Más de una vez, el papa Francisco llamó a los gobernantes del mundo a abrir sus corazones frente a los padecimientos de las personas que se ven obligadas a dejar sus países para buscar una mejor vida.
En 2016, frente a la amenaza de Trump, expresó: “Una persona que piensa en construir muros, cualquier muro, y no en construir puentes, no es un cristiano. Eso no está en los evangelios”.
En sus memorias, el papa Francisco dedicó un espacio a Esther Ballestrino, doctora en bioquímica, quien fue su maestra de joven.
Fundadora de Madres de Plaza de Mayo —torturada y asesinada en 1977—, Ballestrino tuvo un papel crucial en la formación del joven que llegaría a papa: “… aquella gran mujer hizo mucho más: me enseñó a pensar. Me refiero a pensar la política”.
Y así, pensando en la política, fue que Francisco aprendió la congruencia de los ideales y molestó a muchos que consideran que la miseria y la desigualdad son “naturales”.
Lo expresó mejor que nadie: “El derecho de algunos a la libertad de mercado no puede estar por encima de los derechos de los pueblos, ni de la dignidad de los pobres, ni tampoco del respeto al medio ambiente”.

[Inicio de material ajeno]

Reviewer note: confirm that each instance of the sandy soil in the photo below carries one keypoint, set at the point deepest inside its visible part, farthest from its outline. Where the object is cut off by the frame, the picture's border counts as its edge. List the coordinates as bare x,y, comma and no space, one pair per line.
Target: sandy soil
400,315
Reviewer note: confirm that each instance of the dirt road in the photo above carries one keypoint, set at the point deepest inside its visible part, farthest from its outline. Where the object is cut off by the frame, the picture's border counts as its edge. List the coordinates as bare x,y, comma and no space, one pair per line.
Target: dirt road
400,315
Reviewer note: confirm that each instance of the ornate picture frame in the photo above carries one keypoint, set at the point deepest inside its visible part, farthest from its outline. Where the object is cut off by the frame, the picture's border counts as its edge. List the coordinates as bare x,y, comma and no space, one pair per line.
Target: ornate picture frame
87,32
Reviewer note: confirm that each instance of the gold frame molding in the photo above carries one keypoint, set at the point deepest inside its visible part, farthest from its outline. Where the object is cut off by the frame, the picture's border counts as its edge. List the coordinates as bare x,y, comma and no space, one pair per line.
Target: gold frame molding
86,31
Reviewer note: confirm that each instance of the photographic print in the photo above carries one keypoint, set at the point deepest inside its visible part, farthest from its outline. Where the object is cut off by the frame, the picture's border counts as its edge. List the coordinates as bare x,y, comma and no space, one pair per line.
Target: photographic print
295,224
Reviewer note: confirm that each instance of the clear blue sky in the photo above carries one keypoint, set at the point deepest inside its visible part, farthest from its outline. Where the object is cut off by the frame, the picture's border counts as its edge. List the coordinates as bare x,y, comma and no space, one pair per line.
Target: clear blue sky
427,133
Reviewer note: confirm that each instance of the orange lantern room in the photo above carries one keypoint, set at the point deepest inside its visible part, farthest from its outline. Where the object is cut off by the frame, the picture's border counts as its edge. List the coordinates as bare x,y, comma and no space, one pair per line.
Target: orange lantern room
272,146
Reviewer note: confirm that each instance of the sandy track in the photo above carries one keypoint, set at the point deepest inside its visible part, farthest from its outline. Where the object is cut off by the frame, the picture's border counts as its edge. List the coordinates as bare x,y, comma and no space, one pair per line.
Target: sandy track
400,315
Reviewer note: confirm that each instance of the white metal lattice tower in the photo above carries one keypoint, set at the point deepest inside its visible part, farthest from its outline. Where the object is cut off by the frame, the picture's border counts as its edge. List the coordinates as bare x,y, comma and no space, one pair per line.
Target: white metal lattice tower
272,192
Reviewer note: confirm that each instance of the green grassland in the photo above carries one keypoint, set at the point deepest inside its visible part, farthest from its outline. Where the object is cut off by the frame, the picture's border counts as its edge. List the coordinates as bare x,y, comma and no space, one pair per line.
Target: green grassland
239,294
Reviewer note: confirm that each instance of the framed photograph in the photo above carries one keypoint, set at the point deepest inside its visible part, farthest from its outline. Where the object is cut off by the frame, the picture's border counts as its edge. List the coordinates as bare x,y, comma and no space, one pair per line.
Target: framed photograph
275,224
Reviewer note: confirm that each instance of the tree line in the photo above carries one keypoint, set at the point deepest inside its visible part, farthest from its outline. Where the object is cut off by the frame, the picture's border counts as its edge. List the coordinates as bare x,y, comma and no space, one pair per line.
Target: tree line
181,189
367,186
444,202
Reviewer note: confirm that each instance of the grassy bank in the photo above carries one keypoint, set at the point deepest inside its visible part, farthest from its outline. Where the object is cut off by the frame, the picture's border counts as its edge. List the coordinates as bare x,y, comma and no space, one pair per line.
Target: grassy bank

En congruencia con su vida —pues vivió siempre de manera austera a diferencia de otros jerarcas católicos— Francisco dejó escrito su deseo de descansar en una tumba sencilla en la Basílica de Santa María la Mayor de Roma donde sólo habrá una inscripción: la palabra Franciscus. La humildad y la sencillez que caracterizaron su tiempo en el Vaticano llegaron así hasta su última morada.